Court Opinion

ID: 3630222
Source: CourtListenerOpinion
Date Created: 2016-07-06 00:09:56.516164+00
Date Added: 2024-06-11T07:45:36.118543
License: Public Domain

Gathering wisdom or at least technique from an abundance of experience in emergency legislation, the Legislature in enacting chapters 40 and 41 of the Laws of 1933, relating to the powers of the Superintendent of Insurance and of the Banking Board, provided that the period of emergency with which it was then concerned should continue "until such date as the legislature may, by joint resolution, designate to be the termination thereof." There can be no question that those statutes would be put an end to by the passage of a joint or concurrent resolution.
When the economy act was passed in 1932 (Laws of 1932, ch. 637), the Legislature realized that it was making a law which could be constitutionally justified only by *Page 455 
the continued existence of a certain state of facts. (Cf. N Y Const., art. XII, § 2; Chastleton Corp. v. Sinclair,264 U.S. 543; Home Building  Loan Assn. v. Blaisdell, 290 U.S. 398,442.) It deemed that such a state of facts then existed. It could not foresee how long it would continue to exist. It, therefore, provided at the very outset of the statute as follows:
"Section 1. It is hereby declared that a temporary emergency exists requiring the enactment of the following provisions, and their application until the legislature shall find their furtheroperation unnecessary."

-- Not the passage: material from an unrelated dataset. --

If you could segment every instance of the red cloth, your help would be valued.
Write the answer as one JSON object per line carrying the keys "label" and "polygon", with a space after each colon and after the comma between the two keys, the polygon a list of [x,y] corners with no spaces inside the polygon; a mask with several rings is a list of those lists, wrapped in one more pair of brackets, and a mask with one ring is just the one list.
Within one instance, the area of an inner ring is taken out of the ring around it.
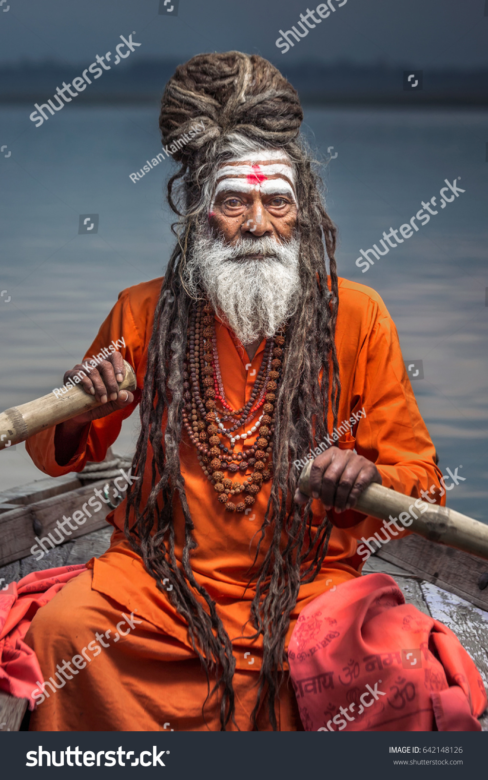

The question here is a very simple one. Read in the light of the circumstances under which the statute was enacted, did the language used disclose a legislative intent that its provisions should continue to apply until the law was repealed by another law, or until the Legislature, in its fact-finding capacity, should "find" that they were no longer necessary? If termination by a repealing law was intended, the words used are singularly inappropriate and the provision itself is superfluous. The Legislature in its law-making capacity had the power, without any reservation, to pass a repealing statute at any time. The only possible purpose of the provision was to enable the Legislature, by a fact-finding embodied in a joint resolution, to put an end to the act when, in its judgment, the justifying emergency had passed. If the language used here is less sophisticated, it is no less clear in meaning than the language used to the same end in later statutes.
The order appealed from should be reversed.
CRANE, Ch. J., LEHMAN and HUBBS, JJ., concur with FINCH, J.; CROUCH, J., dissents in opinion in which O'BRIEN and LOUGHRAN, JJ., concur.